The Kerr Optical Effect is a phenomenon in which the refractive index of a material changes when exposed to an electric field. This change in refractive index is due to the alignment of the material's molecules in the direction of the electric field.

2. How is the Kerr Optical Effect measured?

The Kerr Optical Effect is measured by observing the change in the material's refractive index when an electric field is applied. This change can be quantified using the Kerr constant, which relates the change in refractive index to the strength of the electric field.

3. What are the λ and E parameters in the Kerr Optical Effect?

The λ parameter is the wavelength of light used in the measurement of the Kerr Optical Effect. The E parameter is the electric field strength applied to the material. These parameters are used to calculate the Kerr constant and determine the extent of the change in refractive index.

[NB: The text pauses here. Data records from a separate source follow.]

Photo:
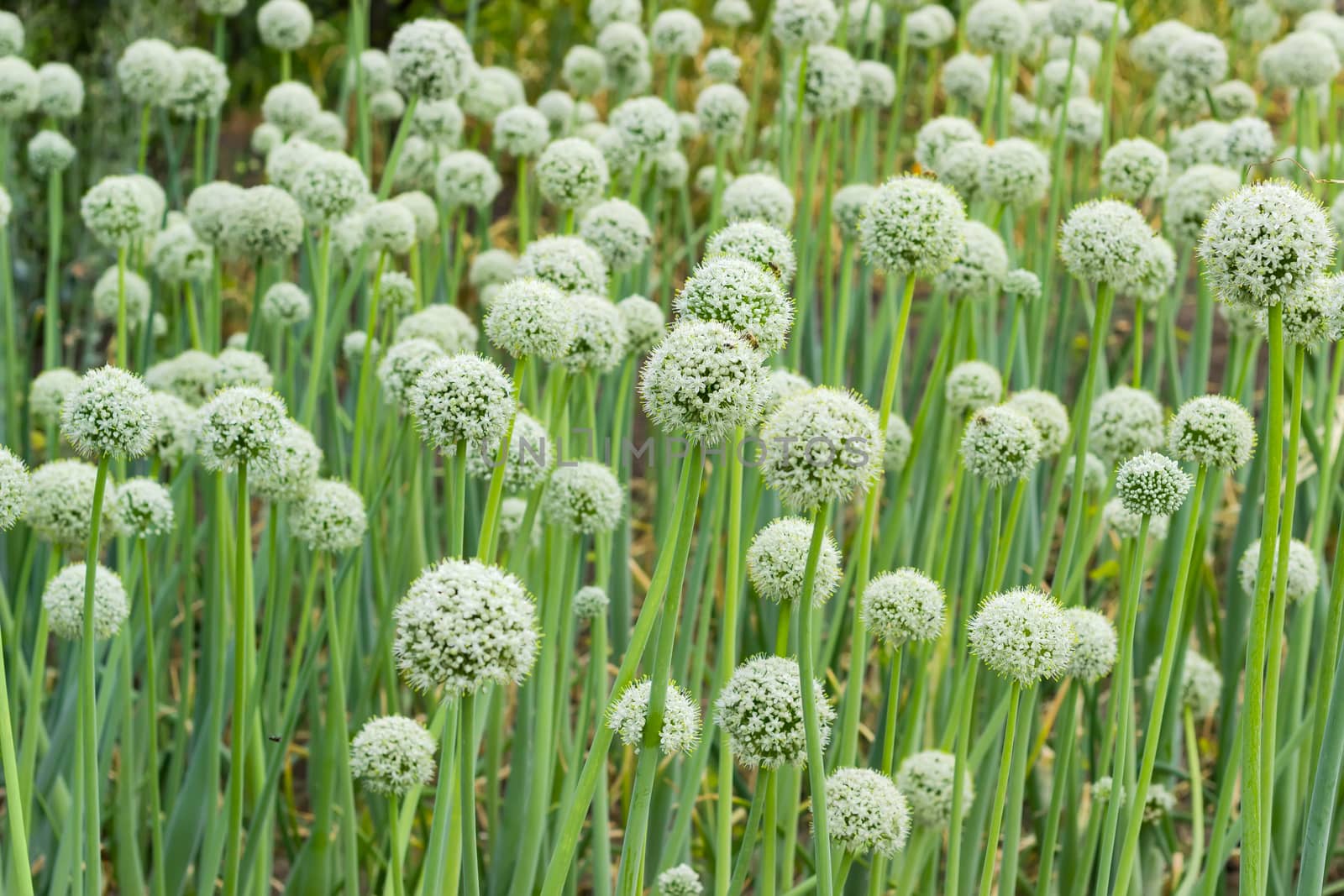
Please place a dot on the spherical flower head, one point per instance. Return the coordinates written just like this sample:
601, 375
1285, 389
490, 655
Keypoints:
904, 605
329, 517
972, 385
329, 187
981, 264
132, 289
1126, 422
402, 365
13, 488
1068, 18
1247, 141
800, 23
877, 81
203, 86
618, 231
47, 392
929, 26
179, 255
1021, 634
847, 207
445, 325
741, 295
1265, 242
1095, 647
1314, 316
584, 497
830, 83
914, 226
822, 446
1048, 414
998, 26
571, 172
463, 625
569, 264
389, 228
584, 70
11, 34
965, 78
866, 813
1304, 571
143, 508
289, 470
591, 604
703, 379
108, 414
175, 437
927, 781
1301, 60
492, 266
116, 212
625, 53
647, 123
1213, 430
531, 318
600, 342
64, 602
148, 71
432, 60
756, 241
777, 559
190, 376
530, 456
1102, 239
676, 33
761, 710
239, 367
284, 24
393, 755
461, 399
289, 105
721, 66
50, 154
1016, 170
558, 107
1126, 524
239, 426
213, 207
265, 223
60, 90
761, 197
1191, 196
937, 134
1198, 58
644, 324
1000, 445
60, 506
680, 730
19, 89
1021, 285
721, 110
286, 305
1200, 688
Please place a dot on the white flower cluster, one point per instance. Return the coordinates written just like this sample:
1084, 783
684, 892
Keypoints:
761, 710
463, 625
680, 730
904, 605
777, 562
64, 600
1021, 634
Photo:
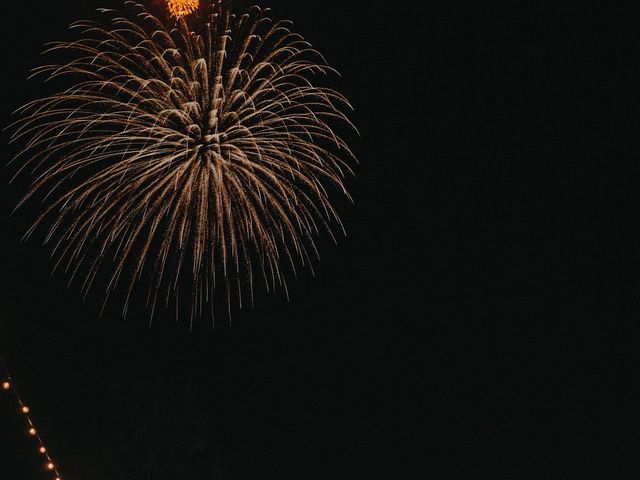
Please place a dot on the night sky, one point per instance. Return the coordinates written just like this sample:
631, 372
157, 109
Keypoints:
480, 319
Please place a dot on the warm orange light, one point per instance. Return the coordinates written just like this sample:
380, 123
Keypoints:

4. What are some applications of the Kerr Optical Effect?

The Kerr Optical Effect has various applications in the field of optics, including in the development of electro-optic modulators, optical switches, and optical isolators. It is also used in telecommunications, high-speed data processing, and quantum computing.

5. How does the Kerr Optical Effect compare to other optical effects?

The Kerr Optical Effect is one of several optical effects that involve changes in refractive index, including the Pockels effect and the Faraday effect. However, the Kerr Optical Effect is unique in that it is dependent on the intensity of the electric field rather than the polarity. Additionally, the Kerr Optical Effect has the fastest response time among these effects, making it useful for high-speed applications.